Zika virus (ZIKV) infection during pregnancy is a cause of congenital microcephaly and severe fetal brain defects, and it has been associated with other adverse pregnancy and birth outcomes.
To ...estimate the number of pregnant women infected with ZIKV in Puerto Rico and the number of associated congenital microcephaly cases.
We conducted a modeling study from April to July 2016. Using parameters derived from published reports, outcomes were modeled probabilistically using Monte Carlo simulation. We used uncertainty distributions to reflect the limited information available for parameter values. Given the high level of uncertainty in model parameters, interquartile ranges (IQRs) are presented as primary results. Outcomes were modeled for pregnant women in Puerto Rico, which currently has more confirmed ZIKV cases than any other US location.
Zika virus infection in pregnant women.
Number of pregnant women infected with ZIKV and number of congenital microcephaly cases.
We estimated an IQR of 5900 to 10 300 pregnant women (median, 7800) might be infected during the initial ZIKV outbreak in Puerto Rico. Of these, an IQR of 100 to 270 infants (median, 180) may be born with microcephaly due to congenital ZIKV infection from mid-2016 to mid-2017. In the absence of a ZIKV outbreak, an IQR of 9 to 16 cases (median, 12) of congenital microcephaly are expected in Puerto Rico per year.
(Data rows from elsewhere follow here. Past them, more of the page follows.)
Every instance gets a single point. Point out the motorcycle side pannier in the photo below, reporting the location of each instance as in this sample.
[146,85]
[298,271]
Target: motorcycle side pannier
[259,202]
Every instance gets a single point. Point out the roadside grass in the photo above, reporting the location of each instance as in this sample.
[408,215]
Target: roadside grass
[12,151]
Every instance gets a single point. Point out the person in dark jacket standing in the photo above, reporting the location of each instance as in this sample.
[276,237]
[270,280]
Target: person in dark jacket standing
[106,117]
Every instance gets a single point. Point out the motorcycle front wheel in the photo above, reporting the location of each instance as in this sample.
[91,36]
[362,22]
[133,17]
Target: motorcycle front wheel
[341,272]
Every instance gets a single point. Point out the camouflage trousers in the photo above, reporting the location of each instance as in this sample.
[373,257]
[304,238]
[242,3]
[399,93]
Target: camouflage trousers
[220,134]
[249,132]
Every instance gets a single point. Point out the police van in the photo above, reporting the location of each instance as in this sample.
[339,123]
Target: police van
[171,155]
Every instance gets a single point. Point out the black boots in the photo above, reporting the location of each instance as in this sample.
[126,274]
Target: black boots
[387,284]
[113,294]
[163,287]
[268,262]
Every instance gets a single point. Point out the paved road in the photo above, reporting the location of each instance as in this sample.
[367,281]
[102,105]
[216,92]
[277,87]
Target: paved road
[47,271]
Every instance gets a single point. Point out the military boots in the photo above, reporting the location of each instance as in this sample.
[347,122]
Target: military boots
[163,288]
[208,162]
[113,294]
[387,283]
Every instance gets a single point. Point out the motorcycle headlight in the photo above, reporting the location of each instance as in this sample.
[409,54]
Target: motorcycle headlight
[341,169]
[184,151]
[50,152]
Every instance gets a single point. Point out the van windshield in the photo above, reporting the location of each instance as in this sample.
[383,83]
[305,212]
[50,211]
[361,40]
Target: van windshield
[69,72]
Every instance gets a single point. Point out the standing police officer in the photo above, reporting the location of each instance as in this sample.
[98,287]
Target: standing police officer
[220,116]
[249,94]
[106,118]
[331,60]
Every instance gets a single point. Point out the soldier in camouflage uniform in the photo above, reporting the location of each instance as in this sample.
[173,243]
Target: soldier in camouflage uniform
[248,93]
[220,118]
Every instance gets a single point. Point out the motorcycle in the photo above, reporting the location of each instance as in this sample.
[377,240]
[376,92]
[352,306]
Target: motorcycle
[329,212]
The estimate of 5900 to 10 300 pregnant women that might be infected with ZIKV provides an estimate for the number of infants that could potentially have ZIKV-associated adverse outcomes. Including baseline cases of microcephaly, we estimated that an IQR of 110 to 290 total cases of congenital microcephaly, mostly attributable to ZIKV infection, could occur from mid-2016 to mid-2017 in the absence of effective interventions. The primary limitation in this analysis is uncertainty in model parameters. Multivariate sensitivity analyses indicated that the cumulative incidence of ZIKV infection and risk of microcephaly given maternal infection in the first trimester were the primary drivers of both magnitude and uncertainty in the estimated number of microcephaly cases. Increased information on these parameters would lead to more precise estimates. Nonetheless, the results underscore the need for urgent actions being undertaken in Puerto Rico to prevent congenital ZIKV infection and prepare for affected infants.